While backpacks are an entrée into the program, the organization’s founder understands that getting parents to access these supplies allows program staff to have deeper conversations that get at the heart of the barriers facing both the parents and their children.

“The Backpack Project, Inc. allows me to positively influence children in need of encouragement and support,” said Cassandra Jackson, founder of The Backpack Project, Inc.  “We show them a bigger world, a world in which they too can live and thrive regardless of where they come from.  I started The Backpack Project, Inc. to make a difference in the lives of children.”
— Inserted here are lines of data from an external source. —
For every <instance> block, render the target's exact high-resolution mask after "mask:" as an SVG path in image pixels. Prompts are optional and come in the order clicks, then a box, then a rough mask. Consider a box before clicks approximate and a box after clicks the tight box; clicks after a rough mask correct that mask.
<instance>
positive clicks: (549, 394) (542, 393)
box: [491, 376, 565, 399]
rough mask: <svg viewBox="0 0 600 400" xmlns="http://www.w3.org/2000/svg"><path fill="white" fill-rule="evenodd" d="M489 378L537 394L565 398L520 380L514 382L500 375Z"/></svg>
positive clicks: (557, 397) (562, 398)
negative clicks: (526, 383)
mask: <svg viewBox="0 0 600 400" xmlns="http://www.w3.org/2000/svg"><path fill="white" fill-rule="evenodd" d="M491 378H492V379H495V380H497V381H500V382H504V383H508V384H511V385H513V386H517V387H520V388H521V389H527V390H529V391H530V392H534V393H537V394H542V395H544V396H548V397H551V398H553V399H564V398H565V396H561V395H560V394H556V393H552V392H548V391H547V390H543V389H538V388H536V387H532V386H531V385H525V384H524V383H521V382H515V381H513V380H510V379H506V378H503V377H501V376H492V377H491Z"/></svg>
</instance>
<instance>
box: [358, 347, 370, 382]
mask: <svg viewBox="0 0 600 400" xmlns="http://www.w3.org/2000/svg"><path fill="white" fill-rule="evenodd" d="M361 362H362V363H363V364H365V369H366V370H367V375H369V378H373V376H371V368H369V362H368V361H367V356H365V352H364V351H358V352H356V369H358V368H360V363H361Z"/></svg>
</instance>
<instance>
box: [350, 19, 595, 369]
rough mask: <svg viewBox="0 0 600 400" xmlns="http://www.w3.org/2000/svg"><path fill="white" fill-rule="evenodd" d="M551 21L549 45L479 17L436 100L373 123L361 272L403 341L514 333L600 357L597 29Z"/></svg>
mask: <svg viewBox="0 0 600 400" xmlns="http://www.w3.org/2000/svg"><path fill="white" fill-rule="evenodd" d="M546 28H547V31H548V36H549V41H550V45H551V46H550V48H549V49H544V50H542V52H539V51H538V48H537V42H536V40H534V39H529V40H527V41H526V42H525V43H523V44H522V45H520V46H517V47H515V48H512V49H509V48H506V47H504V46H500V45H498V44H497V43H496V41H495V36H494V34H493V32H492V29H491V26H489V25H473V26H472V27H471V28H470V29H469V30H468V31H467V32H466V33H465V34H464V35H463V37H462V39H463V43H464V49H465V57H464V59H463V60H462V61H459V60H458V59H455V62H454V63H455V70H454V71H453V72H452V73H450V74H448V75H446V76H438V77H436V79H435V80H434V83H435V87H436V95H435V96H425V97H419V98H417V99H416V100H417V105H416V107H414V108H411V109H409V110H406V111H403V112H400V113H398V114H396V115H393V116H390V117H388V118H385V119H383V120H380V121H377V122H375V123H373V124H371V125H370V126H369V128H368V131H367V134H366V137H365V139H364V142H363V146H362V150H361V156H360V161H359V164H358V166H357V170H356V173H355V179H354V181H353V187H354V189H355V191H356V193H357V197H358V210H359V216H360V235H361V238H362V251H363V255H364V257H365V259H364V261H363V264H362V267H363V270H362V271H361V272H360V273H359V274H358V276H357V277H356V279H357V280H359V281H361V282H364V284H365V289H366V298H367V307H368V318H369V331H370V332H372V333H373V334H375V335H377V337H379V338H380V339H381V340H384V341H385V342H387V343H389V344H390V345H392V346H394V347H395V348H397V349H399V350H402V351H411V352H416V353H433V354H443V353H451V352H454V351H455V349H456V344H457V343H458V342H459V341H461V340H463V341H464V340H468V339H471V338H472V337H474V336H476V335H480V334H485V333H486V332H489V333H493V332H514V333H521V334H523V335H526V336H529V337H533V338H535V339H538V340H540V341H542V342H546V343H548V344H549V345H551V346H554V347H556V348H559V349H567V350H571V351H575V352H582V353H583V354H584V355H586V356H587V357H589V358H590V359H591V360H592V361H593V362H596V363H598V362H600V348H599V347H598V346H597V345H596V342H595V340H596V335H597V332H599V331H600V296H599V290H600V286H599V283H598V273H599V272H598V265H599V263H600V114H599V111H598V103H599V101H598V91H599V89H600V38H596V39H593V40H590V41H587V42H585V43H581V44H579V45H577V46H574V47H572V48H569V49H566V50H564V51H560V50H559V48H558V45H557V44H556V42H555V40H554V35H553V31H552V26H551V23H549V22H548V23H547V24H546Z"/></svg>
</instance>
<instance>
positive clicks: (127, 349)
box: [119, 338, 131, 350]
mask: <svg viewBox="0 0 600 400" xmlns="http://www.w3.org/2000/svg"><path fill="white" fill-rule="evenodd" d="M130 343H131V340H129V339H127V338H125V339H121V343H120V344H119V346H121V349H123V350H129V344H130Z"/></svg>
In the case of Michael, programs like these make all the difference.

“Michael was a real challenge for us.  However, by actively listening to what he was going through and by providing one-to-one coaching, we realized that Michael was a natural born leader waiting for an opportunity and an outlet to express himself,” explained Jackson.

Throughout the program, Michael and the other 25 children learned about etiquette; took part in interactive discussions on anti-bullying; participated in field trips; and had exposure to a range of activities and lessons that challenged them intellectually, physically, and emotionally.

Before exposure to the mentoring program, consultant and Life Coach Cynthia Wynn described many of the children as “boxed” thinkers.

“They couldn’t see past their immediate circle or their neighborhood,” said Wynn. “They viewed the world from the small ‘box’ in which they lived, played, and grew up.”

By the end of the program, Michael was described by both founder and coach as inquisitive, yet well-behaved.  In fact, he was using his leadership and persuasive skills to positively influence other kids in the program.  Michael walked away from the experience with school supplies, a uniform, and a “toolbox” of resources he needed to support his academic and personal success.  CPDC continues to support Michael and other youth in its communities through ongoing initiatives that encourage them to grow and thrive.

Michael is a fictitious name that was given to one of the program participants to protect his identify.